Dominic Rowles, Investment Analyst, reports on our view of Witan Investment Trust following its recently released annual results for the year to 31 December 2016.
- NAV total return of 22.9% in line with the benchmark return of 23.0%
- Share price total return of 18.4%
- Total annual dividend of 19p per share; the 42nd consecutive yearly increase
- Trust offers diversified exposure to global markets and a variety of investment styles
Witan Investment Trust offers diversified exposure to global equity markets. The trust primarily invests in other funds run by managers with different yet complimentary investment styles, which could help smooth out some of the volatility associated with investing with a single manager. Andrew Bell and his team at Witan also invest a small portion of the trust’s assets into private equity funds and other investment trusts.
This trust could appeal to investors seeking a diversified portfolio of global managers. The multi-manager approach could be preferred by those who want to leave the research and day-to-day portfolio management to an experienced investor.
The team at Witan has achieved good long-term performance. An investment of £10,000 made when Andrew Bell assumed responsibility for the trust in January 2010 would now be worth £25,116* with dividends reinvested, although past performance is no guide to future returns. We continue to view Witan as a core global investment trust and would expect it to deliver decent long-term returns for investors, although there are no guarantees.

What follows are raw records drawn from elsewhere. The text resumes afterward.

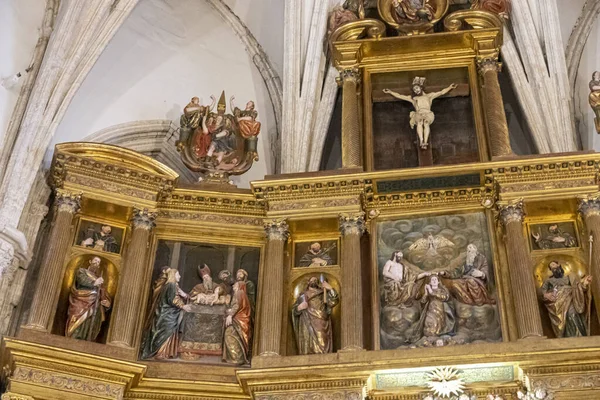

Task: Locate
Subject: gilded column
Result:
[579,194,600,317]
[478,56,513,157]
[339,212,365,351]
[499,200,544,339]
[107,208,156,347]
[26,191,81,331]
[258,219,290,356]
[339,68,362,168]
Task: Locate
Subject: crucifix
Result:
[383,76,457,165]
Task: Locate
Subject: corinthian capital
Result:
[578,192,600,218]
[55,190,81,214]
[477,54,501,75]
[265,219,290,242]
[498,199,525,226]
[338,67,360,84]
[132,208,156,230]
[339,212,365,236]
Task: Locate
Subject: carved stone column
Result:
[478,56,513,157]
[27,192,81,331]
[339,212,365,351]
[579,194,600,324]
[107,208,156,347]
[499,200,544,339]
[258,219,290,356]
[339,68,362,168]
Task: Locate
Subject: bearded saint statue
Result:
[292,276,340,355]
[542,261,592,338]
[65,257,111,342]
[440,244,496,306]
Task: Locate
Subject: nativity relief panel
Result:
[140,240,260,365]
[377,213,502,349]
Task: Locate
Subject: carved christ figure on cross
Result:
[383,76,456,149]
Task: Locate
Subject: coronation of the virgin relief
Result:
[0,0,600,400]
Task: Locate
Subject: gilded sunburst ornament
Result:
[427,367,465,398]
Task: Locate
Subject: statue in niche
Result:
[392,0,437,25]
[541,261,592,338]
[383,77,457,150]
[223,280,252,365]
[383,251,431,308]
[235,268,256,312]
[440,243,496,306]
[177,92,261,184]
[413,275,456,342]
[531,224,577,250]
[81,225,119,253]
[299,242,336,267]
[589,71,600,133]
[292,276,340,355]
[65,257,111,342]
[327,0,365,36]
[141,268,191,360]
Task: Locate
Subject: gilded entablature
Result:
[51,143,178,207]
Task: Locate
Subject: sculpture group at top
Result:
[177,92,261,181]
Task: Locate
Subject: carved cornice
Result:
[498,199,525,226]
[252,176,365,202]
[578,192,600,218]
[159,189,265,217]
[339,212,365,236]
[264,219,290,242]
[51,143,178,206]
[132,208,157,231]
[11,366,125,400]
[54,190,81,214]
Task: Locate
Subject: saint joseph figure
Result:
[383,76,457,149]
[292,276,340,355]
[65,257,111,341]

|Annual Percentage Growth|
| Feb 12 -
| Feb 13 -
| Feb 14 -
| Feb 15 -
| Feb 16 -
|Witan Investment Trust plc||23.7||18.1||18.2||-5.4||32.2|
Past performance is not a guide to the future. Source: *Lipper IM to 28/02/2017
The trust delivered strong returns in 2016, although its NAV marginally trailed the benchmark and a widening discount caused a drag on total shareholder returns.
Some of the trust’s underlying funds struggled to outperform their benchmarks in 2016. Derek Stuart at Artemis, for example, runs a portfolio of UK shares, which underperformed the broader UK market. His bias towards medium-sized and higher-risk smaller companies hurt performance, particularly in the aftermath of the EU referendum when larger companies outperformed.

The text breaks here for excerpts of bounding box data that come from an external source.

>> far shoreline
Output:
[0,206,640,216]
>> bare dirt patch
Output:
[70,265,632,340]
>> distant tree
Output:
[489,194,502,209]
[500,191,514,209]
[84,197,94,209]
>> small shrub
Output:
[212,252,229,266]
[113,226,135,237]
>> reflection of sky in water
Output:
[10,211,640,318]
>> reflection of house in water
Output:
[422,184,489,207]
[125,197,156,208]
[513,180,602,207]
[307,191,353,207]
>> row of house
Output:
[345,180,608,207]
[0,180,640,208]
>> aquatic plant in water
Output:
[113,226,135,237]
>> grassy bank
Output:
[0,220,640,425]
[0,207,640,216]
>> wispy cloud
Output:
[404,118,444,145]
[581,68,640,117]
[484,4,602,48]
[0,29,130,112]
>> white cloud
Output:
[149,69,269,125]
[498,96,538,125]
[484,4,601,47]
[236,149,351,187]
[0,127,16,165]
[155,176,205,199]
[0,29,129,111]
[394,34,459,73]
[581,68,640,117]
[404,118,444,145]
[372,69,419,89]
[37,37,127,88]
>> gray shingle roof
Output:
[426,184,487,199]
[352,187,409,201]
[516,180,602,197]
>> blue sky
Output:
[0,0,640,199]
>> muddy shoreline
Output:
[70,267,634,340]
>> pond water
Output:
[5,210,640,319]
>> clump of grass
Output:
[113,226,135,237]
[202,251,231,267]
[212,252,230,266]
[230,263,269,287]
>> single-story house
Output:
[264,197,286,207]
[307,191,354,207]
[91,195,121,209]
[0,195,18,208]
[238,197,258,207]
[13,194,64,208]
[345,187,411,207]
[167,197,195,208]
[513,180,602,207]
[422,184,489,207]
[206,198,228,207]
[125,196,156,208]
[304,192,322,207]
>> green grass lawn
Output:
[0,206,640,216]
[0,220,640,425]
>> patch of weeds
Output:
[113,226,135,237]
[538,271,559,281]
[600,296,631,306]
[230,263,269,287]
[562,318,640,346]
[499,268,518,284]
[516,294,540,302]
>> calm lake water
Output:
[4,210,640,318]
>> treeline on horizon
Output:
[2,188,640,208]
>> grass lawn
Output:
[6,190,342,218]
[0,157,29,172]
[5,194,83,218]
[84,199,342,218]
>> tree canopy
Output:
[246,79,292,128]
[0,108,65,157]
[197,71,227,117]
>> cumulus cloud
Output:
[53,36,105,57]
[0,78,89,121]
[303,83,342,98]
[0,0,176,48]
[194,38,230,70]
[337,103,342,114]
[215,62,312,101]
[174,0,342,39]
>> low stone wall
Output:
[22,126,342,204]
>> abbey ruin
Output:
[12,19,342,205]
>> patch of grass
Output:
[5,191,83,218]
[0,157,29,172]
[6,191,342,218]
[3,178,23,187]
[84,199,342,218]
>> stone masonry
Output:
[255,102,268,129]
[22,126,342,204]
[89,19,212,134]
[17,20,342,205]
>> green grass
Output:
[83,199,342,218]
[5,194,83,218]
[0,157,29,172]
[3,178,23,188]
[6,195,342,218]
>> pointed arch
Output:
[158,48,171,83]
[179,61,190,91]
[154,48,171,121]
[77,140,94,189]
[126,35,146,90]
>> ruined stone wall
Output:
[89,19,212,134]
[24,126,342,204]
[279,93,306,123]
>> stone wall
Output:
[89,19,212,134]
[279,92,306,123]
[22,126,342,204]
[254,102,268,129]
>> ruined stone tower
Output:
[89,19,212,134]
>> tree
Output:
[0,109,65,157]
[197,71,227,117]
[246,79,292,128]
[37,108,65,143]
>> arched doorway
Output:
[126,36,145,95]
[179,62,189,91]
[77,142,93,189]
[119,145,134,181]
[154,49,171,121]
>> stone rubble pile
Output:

In contrast, the trust’s directly held private equity funds and investment trusts performed well. This section comprises 10.2% of the trust and returned 34.4% in 2016. The standout performer was BlackRock World Mining Trust which delivered a total return of almost 100% last year, buoyed by recovering oil prices. Please remember past performance is not a guide to the future.

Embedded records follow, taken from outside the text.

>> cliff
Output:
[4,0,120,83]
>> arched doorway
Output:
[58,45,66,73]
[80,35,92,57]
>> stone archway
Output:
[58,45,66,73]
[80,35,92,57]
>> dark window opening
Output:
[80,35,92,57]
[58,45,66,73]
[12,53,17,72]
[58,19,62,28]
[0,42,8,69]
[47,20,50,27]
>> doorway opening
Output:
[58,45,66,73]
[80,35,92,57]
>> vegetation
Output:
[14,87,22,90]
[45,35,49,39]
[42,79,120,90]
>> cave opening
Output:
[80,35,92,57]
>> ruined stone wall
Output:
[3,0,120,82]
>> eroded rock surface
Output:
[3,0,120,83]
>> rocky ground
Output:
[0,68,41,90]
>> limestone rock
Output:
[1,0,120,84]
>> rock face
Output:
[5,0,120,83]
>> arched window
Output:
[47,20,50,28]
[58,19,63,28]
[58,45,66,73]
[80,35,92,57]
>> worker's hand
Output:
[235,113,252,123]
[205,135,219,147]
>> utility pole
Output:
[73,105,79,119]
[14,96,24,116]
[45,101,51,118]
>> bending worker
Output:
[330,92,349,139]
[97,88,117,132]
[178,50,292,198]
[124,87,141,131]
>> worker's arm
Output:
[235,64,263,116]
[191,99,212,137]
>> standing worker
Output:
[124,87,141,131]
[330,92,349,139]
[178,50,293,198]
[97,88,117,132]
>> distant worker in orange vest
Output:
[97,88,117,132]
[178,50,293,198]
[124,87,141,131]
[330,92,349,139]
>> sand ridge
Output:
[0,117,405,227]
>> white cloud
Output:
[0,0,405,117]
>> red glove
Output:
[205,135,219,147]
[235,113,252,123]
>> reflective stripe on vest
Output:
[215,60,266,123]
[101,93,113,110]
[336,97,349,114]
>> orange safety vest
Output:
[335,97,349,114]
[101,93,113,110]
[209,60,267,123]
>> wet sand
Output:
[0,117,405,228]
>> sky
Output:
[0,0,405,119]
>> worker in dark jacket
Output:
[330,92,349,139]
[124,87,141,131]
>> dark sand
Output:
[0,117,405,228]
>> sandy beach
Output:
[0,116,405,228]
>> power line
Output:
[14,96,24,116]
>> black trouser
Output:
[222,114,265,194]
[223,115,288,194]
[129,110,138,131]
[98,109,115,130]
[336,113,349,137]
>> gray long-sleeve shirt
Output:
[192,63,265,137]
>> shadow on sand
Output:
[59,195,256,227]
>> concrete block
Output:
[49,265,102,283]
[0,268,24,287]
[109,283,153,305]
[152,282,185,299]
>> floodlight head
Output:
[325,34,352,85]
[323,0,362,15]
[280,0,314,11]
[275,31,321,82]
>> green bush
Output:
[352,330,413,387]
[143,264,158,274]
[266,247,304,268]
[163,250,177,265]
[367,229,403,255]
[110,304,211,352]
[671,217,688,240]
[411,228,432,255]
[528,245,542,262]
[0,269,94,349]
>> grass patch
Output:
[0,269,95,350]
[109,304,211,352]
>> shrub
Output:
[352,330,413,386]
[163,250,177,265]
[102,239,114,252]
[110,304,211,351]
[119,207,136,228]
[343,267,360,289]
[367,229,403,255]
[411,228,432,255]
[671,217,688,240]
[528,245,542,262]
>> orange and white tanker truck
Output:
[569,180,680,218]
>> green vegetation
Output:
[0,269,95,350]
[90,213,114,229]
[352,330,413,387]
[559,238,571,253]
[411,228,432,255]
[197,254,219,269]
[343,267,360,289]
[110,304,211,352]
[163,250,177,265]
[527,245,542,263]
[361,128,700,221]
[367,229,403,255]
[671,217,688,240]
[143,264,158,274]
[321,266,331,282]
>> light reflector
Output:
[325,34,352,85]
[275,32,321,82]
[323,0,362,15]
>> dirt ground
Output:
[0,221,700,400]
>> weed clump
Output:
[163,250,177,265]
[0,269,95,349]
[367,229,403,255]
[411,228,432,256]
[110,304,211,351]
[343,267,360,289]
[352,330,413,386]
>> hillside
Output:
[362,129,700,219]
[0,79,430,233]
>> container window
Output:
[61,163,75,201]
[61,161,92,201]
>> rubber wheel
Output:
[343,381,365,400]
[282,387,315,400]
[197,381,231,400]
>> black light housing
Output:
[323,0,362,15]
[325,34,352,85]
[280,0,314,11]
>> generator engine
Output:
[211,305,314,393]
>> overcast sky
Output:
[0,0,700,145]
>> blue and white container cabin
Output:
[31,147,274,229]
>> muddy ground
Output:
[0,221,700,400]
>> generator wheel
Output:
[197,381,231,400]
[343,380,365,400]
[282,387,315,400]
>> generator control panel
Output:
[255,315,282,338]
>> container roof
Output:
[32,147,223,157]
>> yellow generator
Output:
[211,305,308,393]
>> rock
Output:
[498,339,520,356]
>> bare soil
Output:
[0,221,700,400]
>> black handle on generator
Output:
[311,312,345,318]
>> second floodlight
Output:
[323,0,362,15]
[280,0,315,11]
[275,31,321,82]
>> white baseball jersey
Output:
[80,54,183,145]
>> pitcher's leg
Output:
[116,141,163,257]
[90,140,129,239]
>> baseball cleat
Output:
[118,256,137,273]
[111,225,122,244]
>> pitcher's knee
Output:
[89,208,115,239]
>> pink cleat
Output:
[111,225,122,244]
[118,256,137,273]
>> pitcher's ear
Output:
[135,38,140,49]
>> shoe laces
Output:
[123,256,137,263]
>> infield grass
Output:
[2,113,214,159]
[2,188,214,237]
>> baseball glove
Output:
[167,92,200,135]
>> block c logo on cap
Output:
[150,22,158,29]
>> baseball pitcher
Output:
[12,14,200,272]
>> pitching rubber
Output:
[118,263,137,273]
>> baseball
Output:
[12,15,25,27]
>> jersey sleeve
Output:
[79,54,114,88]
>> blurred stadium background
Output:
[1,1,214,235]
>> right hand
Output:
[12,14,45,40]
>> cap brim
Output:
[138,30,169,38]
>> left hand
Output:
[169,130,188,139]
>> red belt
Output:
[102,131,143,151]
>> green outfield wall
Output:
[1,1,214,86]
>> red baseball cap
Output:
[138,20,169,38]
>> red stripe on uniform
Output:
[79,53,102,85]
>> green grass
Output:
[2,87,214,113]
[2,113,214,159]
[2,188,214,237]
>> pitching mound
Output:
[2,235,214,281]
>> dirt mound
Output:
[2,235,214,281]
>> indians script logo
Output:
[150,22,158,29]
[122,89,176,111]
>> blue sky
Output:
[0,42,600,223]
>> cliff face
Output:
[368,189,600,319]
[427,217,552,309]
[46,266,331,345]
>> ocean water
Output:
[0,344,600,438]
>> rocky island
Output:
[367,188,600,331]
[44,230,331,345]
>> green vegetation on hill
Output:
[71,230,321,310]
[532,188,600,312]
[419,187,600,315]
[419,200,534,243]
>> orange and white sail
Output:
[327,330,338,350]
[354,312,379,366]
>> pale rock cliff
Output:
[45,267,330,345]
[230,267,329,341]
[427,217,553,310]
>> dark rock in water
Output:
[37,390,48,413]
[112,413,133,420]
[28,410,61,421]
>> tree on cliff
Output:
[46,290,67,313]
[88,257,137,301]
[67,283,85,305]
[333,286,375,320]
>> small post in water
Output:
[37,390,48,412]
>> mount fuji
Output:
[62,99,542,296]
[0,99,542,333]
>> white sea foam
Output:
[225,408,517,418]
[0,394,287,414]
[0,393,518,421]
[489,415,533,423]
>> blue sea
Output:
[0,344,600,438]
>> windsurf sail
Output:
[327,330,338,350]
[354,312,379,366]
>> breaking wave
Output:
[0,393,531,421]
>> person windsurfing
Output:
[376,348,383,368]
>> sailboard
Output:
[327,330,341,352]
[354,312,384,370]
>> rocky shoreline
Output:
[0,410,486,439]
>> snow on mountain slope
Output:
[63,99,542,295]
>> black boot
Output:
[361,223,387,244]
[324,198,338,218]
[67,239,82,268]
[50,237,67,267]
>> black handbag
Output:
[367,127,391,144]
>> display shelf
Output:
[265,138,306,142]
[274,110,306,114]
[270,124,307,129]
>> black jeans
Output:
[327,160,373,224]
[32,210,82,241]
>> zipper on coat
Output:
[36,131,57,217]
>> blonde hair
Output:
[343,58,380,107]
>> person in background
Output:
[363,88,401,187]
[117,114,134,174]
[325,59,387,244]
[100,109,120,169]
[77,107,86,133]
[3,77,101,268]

The trust made a number of changes to its benchmark including the introduction of a 5% weighting towards higher-risk emerging markets. North America’s weighting also rose from 20% to 25% while the UK’s weighting reduced from 40% to 30%. These changes took effect from 1 January 2017.
As a long-term investor Andrew Bell makes infrequent changes to the trust. That said, during the course of the year he reviewed emerging markets exposure and sold the Trilogy Emerging Markets Fund in favour of the Somerset Emerging Markets Small Cap Fund. The manager also invested 3% of the trust’s assets into emerging markets index futures. These, along with other higher-risk derivative products, offer exposure to areas he believes could be due a bounce in the shorter term. He took profits towards the end of 2016 following periods of strength in the emerging markets sector.
Finally, Andrew Bell increased his holding of Aberforth Geared Income Trust at a reduced price when demand for UK small and medium-sized companies fell and investors favoured the safety of their larger counterparts in the latter half of 2016.
Gearing (borrowing to invest) can be used by the trust which adds risk and in certain situations performance fees can be applied. Potential investors should refer to the latest annual reports and accounts for further details of the risks and charges.